= Pandora Christie =

British radio presenter

Pandora Christie (born 1982), also known as Pandora, is a British radio presenter. She is the current host of Heart Radio's mid-morning show.

== Background ==
Christie grew up in South London. Christie's mother suffered from alcoholism and died in front of Christie from a heart attack when Christie was nine years old. Christie has said that her memories of her life before she was nine years old are snapshots; she says that she can remember visits by social services' staff relating to both her, and her sister, being temporarily taken into care. She remembers being aged either five or six when her family were evicted and became homeless.
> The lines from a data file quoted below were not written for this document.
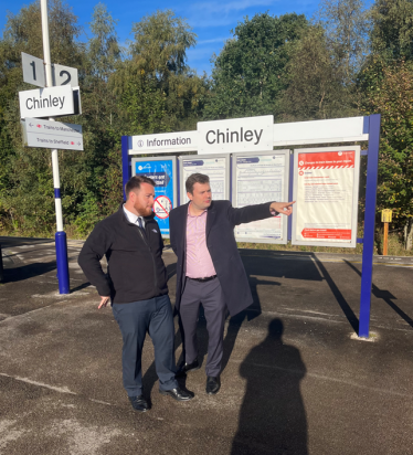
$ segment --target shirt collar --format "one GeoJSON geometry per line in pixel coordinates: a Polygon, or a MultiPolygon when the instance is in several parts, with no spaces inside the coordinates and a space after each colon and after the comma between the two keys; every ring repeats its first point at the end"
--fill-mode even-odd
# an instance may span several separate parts
{"type": "Polygon", "coordinates": [[[125,214],[126,214],[126,218],[127,218],[127,219],[129,220],[129,222],[133,223],[133,224],[136,224],[136,222],[138,221],[138,218],[140,218],[140,219],[145,222],[144,216],[139,216],[139,215],[136,215],[136,214],[133,213],[133,212],[129,212],[129,210],[127,210],[127,209],[125,208],[125,204],[124,204],[124,212],[125,212],[125,214]]]}
{"type": "Polygon", "coordinates": [[[191,205],[191,202],[188,204],[188,216],[191,218],[197,218],[197,216],[202,216],[205,212],[208,212],[208,209],[205,209],[202,213],[200,213],[199,215],[191,215],[191,212],[189,211],[189,208],[191,205]]]}

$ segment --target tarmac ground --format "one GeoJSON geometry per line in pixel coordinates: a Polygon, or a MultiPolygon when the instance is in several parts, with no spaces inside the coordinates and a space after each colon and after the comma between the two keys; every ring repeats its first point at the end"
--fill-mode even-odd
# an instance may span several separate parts
{"type": "MultiPolygon", "coordinates": [[[[222,388],[203,366],[176,402],[144,348],[149,412],[121,384],[121,337],[77,265],[60,295],[54,241],[0,237],[0,454],[413,454],[413,260],[377,257],[371,337],[358,339],[361,257],[242,250],[254,305],[225,324],[222,388]]],[[[174,303],[176,256],[166,250],[174,303]]],[[[137,277],[138,278],[138,277],[137,277]]],[[[181,339],[176,321],[176,358],[181,339]]]]}

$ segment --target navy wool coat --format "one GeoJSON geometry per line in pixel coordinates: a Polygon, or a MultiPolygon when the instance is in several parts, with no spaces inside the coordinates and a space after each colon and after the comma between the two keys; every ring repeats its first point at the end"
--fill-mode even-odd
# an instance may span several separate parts
{"type": "MultiPolygon", "coordinates": [[[[179,311],[186,284],[187,214],[188,205],[171,210],[169,216],[170,242],[177,263],[177,299],[179,311]]],[[[253,303],[248,278],[236,246],[234,226],[271,218],[271,202],[235,209],[230,201],[212,201],[206,215],[206,247],[211,254],[218,278],[231,316],[253,303]]]]}

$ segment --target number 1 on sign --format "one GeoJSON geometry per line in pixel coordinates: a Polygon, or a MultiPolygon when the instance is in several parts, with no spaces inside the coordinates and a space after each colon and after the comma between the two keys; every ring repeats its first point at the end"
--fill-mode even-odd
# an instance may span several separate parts
{"type": "Polygon", "coordinates": [[[31,62],[30,66],[32,66],[32,68],[33,68],[33,80],[36,81],[36,78],[35,78],[35,62],[34,61],[31,62]]]}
She stated in 2018 that she had stayed close to a family who fostered her in her teen years and whose care and support she found particularly helpful.

== Career ==
Christie originally wanted to become a professional actor, and played the character of Jessica in the 2001 film Beginner's Luck. Early in her career in radio, Christie was a member of staff promoting Heart 106.2, before she worked at the community radio station Westside Radio; while at Heart, she handed out leaflets promoting the station and was involved in organising events promoting Heart. She was then given a role by Choice FM, a radio station in London playing Black music. She initially presented overnights on Choice FM, before presenting during the day on the station. Her daytime show was between midday and 4 pm. She was then offered a presenting role at Capital FM. She remained at Capital FM for 4 and a half years, presenting nationally. She maintained a personal lifestyle and beauty blog while at Capital.

Christie left Capital for Kiss FM in early 2017, presenting on the station and its spinoff, Kisstory, for 18 months before being replaced by Neev, who she herself had originally replaced. During her time at Kiss, Christie also presented her own show on the television channel 4Music, "Hit Afternoons With Pandora".
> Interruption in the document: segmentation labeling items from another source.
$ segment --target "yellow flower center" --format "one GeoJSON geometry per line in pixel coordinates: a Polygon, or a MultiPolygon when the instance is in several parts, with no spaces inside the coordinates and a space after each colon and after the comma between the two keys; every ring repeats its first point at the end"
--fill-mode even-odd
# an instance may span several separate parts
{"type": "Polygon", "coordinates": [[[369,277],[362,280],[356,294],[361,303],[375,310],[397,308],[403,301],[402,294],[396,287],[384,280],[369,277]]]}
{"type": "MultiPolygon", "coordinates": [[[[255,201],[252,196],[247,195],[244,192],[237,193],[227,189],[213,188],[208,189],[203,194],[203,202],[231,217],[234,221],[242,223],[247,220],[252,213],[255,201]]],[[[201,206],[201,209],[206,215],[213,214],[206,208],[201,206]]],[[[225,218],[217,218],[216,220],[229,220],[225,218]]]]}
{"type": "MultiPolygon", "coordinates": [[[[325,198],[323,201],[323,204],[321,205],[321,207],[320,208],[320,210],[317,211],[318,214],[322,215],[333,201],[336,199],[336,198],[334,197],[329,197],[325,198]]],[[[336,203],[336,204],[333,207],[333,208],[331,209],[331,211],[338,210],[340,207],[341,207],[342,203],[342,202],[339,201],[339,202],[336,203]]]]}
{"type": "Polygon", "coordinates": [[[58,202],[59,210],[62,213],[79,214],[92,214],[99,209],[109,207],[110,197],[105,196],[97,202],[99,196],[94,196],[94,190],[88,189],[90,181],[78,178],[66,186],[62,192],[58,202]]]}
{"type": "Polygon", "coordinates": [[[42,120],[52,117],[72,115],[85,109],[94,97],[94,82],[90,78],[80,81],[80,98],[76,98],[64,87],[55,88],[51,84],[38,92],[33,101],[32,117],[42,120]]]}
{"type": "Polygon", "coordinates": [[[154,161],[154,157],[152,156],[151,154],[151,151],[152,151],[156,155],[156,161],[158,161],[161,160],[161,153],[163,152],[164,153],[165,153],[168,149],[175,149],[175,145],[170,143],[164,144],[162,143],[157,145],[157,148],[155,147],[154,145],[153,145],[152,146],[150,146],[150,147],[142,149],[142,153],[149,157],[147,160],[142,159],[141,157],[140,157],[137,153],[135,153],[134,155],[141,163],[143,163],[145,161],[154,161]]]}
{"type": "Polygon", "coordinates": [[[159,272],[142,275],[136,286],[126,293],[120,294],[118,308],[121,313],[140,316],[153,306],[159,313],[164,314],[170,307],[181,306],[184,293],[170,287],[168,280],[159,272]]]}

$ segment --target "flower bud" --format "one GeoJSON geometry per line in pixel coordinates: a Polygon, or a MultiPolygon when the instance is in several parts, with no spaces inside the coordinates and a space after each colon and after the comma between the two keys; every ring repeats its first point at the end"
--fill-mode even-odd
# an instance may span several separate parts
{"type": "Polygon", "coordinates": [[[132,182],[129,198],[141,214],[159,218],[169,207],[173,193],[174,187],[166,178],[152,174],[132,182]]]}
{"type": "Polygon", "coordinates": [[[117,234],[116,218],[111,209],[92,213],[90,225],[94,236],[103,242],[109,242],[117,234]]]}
As of 2019, Christie was presenting on the QLive app game from News UK, in addition to her other activities within the media.

In April 2019, it was announced that Christie was joining Heart Radio to present a weekday show between 9am and 1pm, the first hour of which would not be broadcast on local Heart stations apart from Heart London; it was also announced that she would present Club Classics on Saturday evenings on Heart.
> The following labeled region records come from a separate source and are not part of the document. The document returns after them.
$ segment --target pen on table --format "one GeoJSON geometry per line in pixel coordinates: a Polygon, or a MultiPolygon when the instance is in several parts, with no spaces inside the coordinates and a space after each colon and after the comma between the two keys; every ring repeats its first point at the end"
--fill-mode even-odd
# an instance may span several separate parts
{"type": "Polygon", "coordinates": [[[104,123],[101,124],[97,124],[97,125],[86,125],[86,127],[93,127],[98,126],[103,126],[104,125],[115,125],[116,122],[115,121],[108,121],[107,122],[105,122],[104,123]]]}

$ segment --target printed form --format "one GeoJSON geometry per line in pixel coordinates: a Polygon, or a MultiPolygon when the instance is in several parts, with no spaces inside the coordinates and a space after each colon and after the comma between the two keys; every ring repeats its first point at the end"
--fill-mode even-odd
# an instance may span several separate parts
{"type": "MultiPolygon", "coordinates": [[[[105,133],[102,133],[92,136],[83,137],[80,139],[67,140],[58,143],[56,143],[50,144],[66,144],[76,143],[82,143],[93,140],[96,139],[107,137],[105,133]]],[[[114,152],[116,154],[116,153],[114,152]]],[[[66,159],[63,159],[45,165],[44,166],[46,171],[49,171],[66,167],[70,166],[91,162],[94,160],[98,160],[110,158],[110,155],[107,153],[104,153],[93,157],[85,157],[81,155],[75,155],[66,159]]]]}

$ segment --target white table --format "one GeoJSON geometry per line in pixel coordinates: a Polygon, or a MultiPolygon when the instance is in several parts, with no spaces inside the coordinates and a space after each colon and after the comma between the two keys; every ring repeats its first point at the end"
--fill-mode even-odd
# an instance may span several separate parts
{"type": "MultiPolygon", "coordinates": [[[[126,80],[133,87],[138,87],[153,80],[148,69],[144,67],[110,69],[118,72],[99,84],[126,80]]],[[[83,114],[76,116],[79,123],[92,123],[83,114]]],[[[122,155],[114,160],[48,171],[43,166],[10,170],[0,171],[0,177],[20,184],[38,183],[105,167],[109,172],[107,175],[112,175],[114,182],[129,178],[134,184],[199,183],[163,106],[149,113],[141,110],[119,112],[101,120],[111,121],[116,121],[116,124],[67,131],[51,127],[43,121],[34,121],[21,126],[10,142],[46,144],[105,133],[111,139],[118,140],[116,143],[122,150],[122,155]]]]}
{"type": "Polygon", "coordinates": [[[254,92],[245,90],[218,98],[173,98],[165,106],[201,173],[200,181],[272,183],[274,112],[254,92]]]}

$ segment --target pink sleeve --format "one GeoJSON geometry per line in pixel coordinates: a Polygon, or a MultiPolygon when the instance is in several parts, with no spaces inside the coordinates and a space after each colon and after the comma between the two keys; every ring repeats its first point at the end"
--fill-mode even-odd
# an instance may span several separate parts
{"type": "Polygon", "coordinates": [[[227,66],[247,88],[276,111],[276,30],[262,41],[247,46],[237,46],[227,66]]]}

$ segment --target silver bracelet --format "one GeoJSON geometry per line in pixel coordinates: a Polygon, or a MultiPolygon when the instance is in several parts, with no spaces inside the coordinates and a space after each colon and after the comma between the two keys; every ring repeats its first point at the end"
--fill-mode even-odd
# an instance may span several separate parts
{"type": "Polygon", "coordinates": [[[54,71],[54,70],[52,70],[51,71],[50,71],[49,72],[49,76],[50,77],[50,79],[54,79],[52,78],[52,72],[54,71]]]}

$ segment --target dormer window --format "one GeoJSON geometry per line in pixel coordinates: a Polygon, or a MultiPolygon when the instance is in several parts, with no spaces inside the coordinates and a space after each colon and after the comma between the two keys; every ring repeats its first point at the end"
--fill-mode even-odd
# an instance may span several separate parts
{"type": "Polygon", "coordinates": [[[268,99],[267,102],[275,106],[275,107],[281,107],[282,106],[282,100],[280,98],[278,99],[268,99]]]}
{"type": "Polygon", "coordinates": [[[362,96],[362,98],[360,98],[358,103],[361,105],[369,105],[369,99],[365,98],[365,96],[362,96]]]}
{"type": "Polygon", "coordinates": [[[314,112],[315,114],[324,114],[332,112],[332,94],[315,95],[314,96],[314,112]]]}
Christie now no longer presents between 9am and 10am on any Heart station; her show runs from 10am to 1pm on weekdays. She continues to present Heart's Club Classics on Saturday evenings nationally. Club Classics is also simulcast on Heart Dance. According to Alta Loma MGMT, her weekly audience on Heart was 4.6 million as of November 2024.

In 2022, Christie starred in a single West End theatre performance of the musical & Juliet. She played a number of roles in the performance. In 2024, Christie appeared as a contestant on Pointless Celebrities. In addition to her other media activities, Christie currently plays DJ sets at various events.

Christie is an ambassador for the Care Leavers Covenant and an ambassador for the Fostering Network. She has also been involved, in encouragement of people to foster, with the National Fostering Group.

== Personal life ==
As of 2022, Christie lived in Fulham, West London; she spoke about her love for Fulham in an interview with the London Evening Standard.

Christie's charity work includes organising a fundraiser which raised more than $5,000 for dogs in the Maldives.